My Name is Christian Chiakulas, and I Am A Millennial Christian

My Name is Christian Chiakulas, and I Am A Millennial Christian July 1, 2016

“Hi, Christian!”

That title would work so much better if my name wasn’t also Christian.

My entire life, from my teenage years to my early twenties (24 is still early, damn it), I’ve felt the need not to profess my faith, but to confess it.  Like it’s shameful or embarrassing.

You see, I was not born into a religious household.  We never went to church or Sunday School, I was never taught the Bible, and the only religious member of my close family (my paternal grandmother) was always regarded as a bit of a kook.  I grew up in a liberal white suburb of Chicago where most of the churches were progressive, and if there’s one thing I’ve learned about progressive Christians, we are terrible at marketing and evangelizing (most of us actually recoil from the word “evangelizing,” and not without good reason).

It wasn’t that most of the kids I hung out with in high school hated religion (although there were a few burgeoning New Atheists among my clique); generally they thought very little of it.  When the topic did come up and I was asked directly if I believed in God, or Jesus, or in religion in general, the responses to my affirmation were always confused and a little derisive.  “Why?” people would ask.

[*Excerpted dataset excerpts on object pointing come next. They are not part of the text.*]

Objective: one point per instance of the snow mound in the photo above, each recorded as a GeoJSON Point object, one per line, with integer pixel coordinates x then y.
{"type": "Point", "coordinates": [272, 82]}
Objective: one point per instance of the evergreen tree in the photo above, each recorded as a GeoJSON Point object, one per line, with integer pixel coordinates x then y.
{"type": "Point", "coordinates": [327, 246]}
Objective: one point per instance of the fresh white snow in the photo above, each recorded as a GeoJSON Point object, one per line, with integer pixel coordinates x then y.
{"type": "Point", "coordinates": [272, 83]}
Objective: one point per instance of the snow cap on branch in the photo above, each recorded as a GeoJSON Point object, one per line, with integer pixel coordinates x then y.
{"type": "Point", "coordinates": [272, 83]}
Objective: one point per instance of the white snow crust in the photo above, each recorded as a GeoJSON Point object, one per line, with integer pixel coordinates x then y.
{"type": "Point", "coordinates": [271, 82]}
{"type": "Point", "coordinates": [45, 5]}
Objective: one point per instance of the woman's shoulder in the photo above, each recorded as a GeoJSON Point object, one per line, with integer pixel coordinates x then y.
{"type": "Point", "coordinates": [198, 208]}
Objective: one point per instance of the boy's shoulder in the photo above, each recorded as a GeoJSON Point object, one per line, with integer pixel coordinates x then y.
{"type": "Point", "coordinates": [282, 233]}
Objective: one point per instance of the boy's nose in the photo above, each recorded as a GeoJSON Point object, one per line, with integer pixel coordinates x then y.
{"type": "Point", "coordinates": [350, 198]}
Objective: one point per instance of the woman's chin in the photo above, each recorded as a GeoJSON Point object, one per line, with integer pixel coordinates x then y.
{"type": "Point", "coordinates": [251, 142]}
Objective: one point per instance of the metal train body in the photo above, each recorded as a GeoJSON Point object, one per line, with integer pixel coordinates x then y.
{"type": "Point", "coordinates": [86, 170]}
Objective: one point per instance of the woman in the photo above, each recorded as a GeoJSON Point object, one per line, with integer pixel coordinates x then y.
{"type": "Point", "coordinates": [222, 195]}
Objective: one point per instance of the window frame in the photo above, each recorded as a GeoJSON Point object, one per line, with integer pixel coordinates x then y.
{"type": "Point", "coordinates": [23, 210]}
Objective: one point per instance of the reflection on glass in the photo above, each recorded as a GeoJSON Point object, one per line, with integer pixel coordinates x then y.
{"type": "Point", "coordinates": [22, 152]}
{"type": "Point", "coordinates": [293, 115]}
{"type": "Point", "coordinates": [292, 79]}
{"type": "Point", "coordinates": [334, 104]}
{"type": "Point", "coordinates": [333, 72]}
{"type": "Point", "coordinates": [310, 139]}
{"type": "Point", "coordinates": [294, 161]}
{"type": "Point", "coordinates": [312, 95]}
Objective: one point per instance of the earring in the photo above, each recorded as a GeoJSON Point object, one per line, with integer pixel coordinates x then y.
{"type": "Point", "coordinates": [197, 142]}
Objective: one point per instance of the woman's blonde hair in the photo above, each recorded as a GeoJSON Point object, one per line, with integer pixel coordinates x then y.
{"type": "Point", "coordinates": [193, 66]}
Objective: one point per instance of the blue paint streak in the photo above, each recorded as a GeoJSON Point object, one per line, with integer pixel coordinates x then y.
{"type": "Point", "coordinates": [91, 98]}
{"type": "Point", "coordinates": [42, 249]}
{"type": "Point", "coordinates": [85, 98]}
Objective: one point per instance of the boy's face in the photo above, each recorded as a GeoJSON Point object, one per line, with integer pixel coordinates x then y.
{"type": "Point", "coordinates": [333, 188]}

And the truth is that I didn’t have a good answer.  Still I knew little about the Bible or Jesus.  I knew the doctrines, of course:  God had sent Jesus to die on the cross so that my sins (and those of everyone else) could be redeemed.  Something about Eve and an apple (my mother’s cousin, a woman so Italian it should be illegal, insisted that the forbidden fruit was actually a fig).  Love your neighbor and turn the other cheek.  Jesus was really God in human form; oh, and also, something about a Trinity (I could not, and still cannot, explain what the Trinity is supposed to be or why people believe in it, but now I digress).

Cross

Photo credit: Sean MacEntee via Foter.com / CC BY

 

So my first year of college I began to read.  I read the Bible, of course, but to a nineteen-year-old with very little religious upbringing, the Bible is an obscure, dusty old tome that might as well be in a different language.  I wanted to know who the Pharisees were, why Paul was so significant, why there were four different gospels, what the difference between Galilee and Judea was.  The Bible actually offers very little in the way of answering these and other questions.

I picked up the book Zealot: The Life and Times of Jesus of Nazareth by Reza Aslan after seeing that infamous Fox interview with the author.  That book changed my life and put me on course to becoming the messed-up, unorthodox progressive Christian you’re reading today because it demolished my Christian faith. According to Mr. Aslan, or so it seemed to me on my first reading, almost everything I knew about Jesus was a lie. He was not born in Bethlehem. He was no learned man; he most likely could not even read. He never claimed to be God, and he didn’t die for my sins.

Getting into Zealot and the historical Jesus is far beyond the scope of this introductory article, but suffice to say that I was set on a path to learning everything I could, from as many different voices as I could, about the man Jesus, the time and place he came from, and the Hebrew Bible that so shaped his mind.

So now, when someone asks me why I’m a Christian (which they still do, by the way), I have an answer.  It has nothing to do with sins or blood or the supernatural or redemption or even with God (my views on God are complicated, to say the least).  The simple answer, which I could expound upon for a hundred thousand words (and I will, as long as this blog is up), is that Jesus of Nazareth is quite simply my hero.

The title of this blog, “Radical Christian Millennial,” is important because of the word “radical.”  Jesus was a radical.  He expressed radical love and a radical way of worshiping God.  For someone like me, a far-left political and social activist with a passion for social and economic justice, the radical Jesus is a model for how to live my life and a gateway into the more personal, spiritual aspects of Christianity.

Now, if I feel any shame at all in admitting that I am a Christian, it is only because I know that people have preconceived notions of what Christianity is, notions that have very little to do with the Christianity I practice.